Find critical points. [itex]f(x,y) = (x-1)^4 + (x-y)^4[/itex]


The Attempt at a Solution



[itex]\frac{\partial f}{\partial x} = 4(x-1)^3 + 4(x-y)^3[/itex]

[itex]\frac{\partial f}{\partial y} = - 4(x-y)^3[/itex]


[itex]\frac{\partial f}{\partial x} = 0[/itex],

[itex]\frac{\partial f}{\partial y} = 0[/itex],

[itex]- 4(x-y)^3 = 0[/itex], x=y

[itex]4(y-1)^3 + 4(y-y)^3 = 0[/itex],


We have a critical point at: y=1,x=1

So as the both part of the function ( [itex](x-1)^4[/itex] and [itex](x-y)^4[/itex] ) will always be grater or equeal 0, and the critical point gives us 0, then I guess it's a min, no?

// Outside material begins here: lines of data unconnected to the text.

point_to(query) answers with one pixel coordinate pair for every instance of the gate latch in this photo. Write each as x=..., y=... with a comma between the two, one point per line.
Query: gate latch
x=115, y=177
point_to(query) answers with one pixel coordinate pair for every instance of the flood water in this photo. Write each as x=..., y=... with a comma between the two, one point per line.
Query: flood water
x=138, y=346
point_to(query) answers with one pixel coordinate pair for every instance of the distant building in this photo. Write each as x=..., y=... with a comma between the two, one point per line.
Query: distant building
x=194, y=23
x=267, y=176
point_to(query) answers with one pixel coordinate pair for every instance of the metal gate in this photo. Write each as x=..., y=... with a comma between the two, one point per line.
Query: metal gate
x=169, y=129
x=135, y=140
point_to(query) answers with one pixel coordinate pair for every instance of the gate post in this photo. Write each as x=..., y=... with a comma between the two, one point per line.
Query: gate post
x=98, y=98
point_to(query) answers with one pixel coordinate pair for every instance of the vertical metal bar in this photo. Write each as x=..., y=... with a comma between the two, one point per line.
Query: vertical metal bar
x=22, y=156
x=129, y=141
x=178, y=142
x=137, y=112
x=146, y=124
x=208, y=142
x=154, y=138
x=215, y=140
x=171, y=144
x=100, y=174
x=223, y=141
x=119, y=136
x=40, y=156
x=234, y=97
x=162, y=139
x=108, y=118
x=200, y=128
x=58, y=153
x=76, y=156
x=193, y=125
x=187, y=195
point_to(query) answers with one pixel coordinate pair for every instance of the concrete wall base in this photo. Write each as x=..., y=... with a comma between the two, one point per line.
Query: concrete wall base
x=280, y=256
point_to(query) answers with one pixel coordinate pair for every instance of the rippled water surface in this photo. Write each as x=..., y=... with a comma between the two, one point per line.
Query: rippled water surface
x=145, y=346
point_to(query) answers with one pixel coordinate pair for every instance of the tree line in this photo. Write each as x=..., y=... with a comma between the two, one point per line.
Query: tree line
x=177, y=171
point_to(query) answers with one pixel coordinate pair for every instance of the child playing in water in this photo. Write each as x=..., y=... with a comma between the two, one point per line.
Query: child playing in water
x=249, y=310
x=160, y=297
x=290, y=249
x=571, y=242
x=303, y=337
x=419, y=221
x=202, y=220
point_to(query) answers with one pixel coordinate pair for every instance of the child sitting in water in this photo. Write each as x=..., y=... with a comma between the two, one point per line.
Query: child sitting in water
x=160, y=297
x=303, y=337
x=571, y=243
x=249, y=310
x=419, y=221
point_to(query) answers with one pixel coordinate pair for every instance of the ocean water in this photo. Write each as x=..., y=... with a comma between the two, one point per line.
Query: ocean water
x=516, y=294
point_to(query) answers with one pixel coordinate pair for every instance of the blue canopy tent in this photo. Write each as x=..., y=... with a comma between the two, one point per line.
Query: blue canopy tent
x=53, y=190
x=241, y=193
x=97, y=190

So if I'm not wrong, then why is inconclusive the second derivative text AC-B^2=0

A=Fxx, C=Fyy, B=Fxy

Thanks!

The second derivatives are all zero at the stationary point, so second-order conditions give no information. However, the function f(x,y) is strictly convex, so any stationary point must be a global min.

BTW: having second-order things = 0 does not guarantee minimality: the *sufficient* second-order conditions need a strict inequality ">0". Another way to see this is to note that g(x,y) = -f(x,y) also has all second derivatives = 0, but for it the stationary point is a maximum!